Por P. Fernando Pascual

Cuando apenas tenía cinco años, Antonio María Claret (1807-1870) ya pensaba en la importancia de la eternidad.

Lo cuenta en su Autobiografía (capítulo II): «Las primeras ideas de que tengo memoria son de cuando tenía unos cinco años. Estando en la cama, en lugar de dormir, yo siempre he sido muy poco dormilón, pensaba en la eternidad, pensaba siempre, siempre, siempre; me figuraba unas distancias enormes, a éstas añadía otras y otras, y al ver que no alcanzaba al fin, me estremecía, y pensaba: los que tengan la desgracia de ir a la eternidad de penas, ¿jamás acabarán el penar, siempre tendrán que sufrir? ¡Sí, siempre, siempre tendrán que penar!»

Era el modo de pensar de un niño que, por un lado, intentaba comprender lo que sería lo eterno. Por otro, sentía una inmensa compasión ante la posibilidad de que alguien fuese condenado para siempre.
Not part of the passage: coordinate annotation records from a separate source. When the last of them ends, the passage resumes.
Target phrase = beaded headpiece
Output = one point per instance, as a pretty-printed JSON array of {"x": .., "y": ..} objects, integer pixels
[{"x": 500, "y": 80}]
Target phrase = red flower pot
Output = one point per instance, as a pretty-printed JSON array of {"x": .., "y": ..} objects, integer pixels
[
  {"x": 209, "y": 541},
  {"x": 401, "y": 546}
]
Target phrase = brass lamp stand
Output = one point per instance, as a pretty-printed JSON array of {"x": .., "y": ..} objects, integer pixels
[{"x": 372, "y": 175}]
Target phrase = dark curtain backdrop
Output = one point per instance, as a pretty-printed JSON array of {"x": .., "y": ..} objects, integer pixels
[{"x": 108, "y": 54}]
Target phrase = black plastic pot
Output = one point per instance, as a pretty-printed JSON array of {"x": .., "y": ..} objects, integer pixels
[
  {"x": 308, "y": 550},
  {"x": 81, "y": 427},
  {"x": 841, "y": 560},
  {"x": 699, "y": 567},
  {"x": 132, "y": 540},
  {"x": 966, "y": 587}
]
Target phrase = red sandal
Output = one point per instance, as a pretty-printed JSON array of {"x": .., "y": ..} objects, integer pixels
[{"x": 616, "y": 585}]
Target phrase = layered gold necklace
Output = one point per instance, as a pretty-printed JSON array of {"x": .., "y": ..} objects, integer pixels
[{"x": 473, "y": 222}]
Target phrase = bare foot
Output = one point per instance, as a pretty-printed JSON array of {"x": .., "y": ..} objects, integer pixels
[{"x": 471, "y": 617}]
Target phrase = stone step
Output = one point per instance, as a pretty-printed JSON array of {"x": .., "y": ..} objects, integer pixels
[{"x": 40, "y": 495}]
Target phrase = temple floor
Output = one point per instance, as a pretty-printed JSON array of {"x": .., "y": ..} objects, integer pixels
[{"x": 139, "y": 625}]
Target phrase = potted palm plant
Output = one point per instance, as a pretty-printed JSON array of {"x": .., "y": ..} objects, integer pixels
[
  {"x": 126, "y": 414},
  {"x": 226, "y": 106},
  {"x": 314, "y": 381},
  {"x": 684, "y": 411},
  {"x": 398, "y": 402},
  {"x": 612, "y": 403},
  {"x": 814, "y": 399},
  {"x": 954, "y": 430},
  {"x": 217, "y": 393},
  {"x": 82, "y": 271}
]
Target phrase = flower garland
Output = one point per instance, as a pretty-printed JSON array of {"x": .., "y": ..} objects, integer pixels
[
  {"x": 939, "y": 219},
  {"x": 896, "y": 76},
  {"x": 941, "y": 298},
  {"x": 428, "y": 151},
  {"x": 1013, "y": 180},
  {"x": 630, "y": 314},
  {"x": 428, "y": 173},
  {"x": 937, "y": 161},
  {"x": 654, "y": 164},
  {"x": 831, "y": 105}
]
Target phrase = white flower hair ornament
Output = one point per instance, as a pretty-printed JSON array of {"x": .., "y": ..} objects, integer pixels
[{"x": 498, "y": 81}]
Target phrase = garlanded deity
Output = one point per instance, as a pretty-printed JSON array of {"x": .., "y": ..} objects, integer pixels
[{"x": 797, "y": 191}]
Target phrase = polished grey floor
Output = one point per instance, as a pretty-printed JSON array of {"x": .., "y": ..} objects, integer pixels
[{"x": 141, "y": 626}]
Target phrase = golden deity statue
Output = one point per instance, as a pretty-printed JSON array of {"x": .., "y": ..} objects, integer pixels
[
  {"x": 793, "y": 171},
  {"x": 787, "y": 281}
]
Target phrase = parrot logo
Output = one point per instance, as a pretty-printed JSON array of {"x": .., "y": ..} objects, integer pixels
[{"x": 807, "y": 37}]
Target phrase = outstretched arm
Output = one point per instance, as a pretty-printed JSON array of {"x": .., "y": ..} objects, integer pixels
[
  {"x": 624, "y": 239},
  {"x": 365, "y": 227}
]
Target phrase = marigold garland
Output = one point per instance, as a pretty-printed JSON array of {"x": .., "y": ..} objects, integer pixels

Lo explica en las líneas siguientes de ese mismo texto: «Esto me daba mucha lástima, porque yo, naturalmente, soy muy compasivo; y esta idea de la eternidad de penas quedó en mí tan grabada, que, ya sea por lo tierno que empezó en mí, o ya sea por las muchas veces que pensaba en ella, lo cierto es que es lo que más tengo presente».

San Antonio María Claret explicaba cómo desde esa idea se comprende su incansable dinamismo misionero, su deseo constante de predicar a otros para ayudarles a llegar al cielo, a la eternidad del amor.

Así lo dice el santo: «Esta misma idea es la que más me ha hecho y me hace trabajar aún, y me hará trabajar mientras viva en la conversión de los pecadores, en el púlpito, en el confesionario, por medio de libros, estampas, hojas volantes, conversaciones familiares, etc., etc.»

Un volcán de apostolado arrancó desde esa idea que se introdujo en el corazón de un niño, que luego sería sacerdote, fundador de dos congregaciones religiosas, misionero y obispo.

Como san Antonio María Claret, y como tantos otros santos de todos los tiempos, la idea de la eternidad nos puede ayudar ahora a ser discípulos y misioneros.

Basta con que nos demos cuenta de lo mucho que nos ama Dios, del peligro de que haya quienes se alejen (para siempre) de Su Amor, y de la alegría inmensa que experimentaremos si, tras acoger la misericordia del Padre, podremos gozar, eternamente, de su cielo de amor.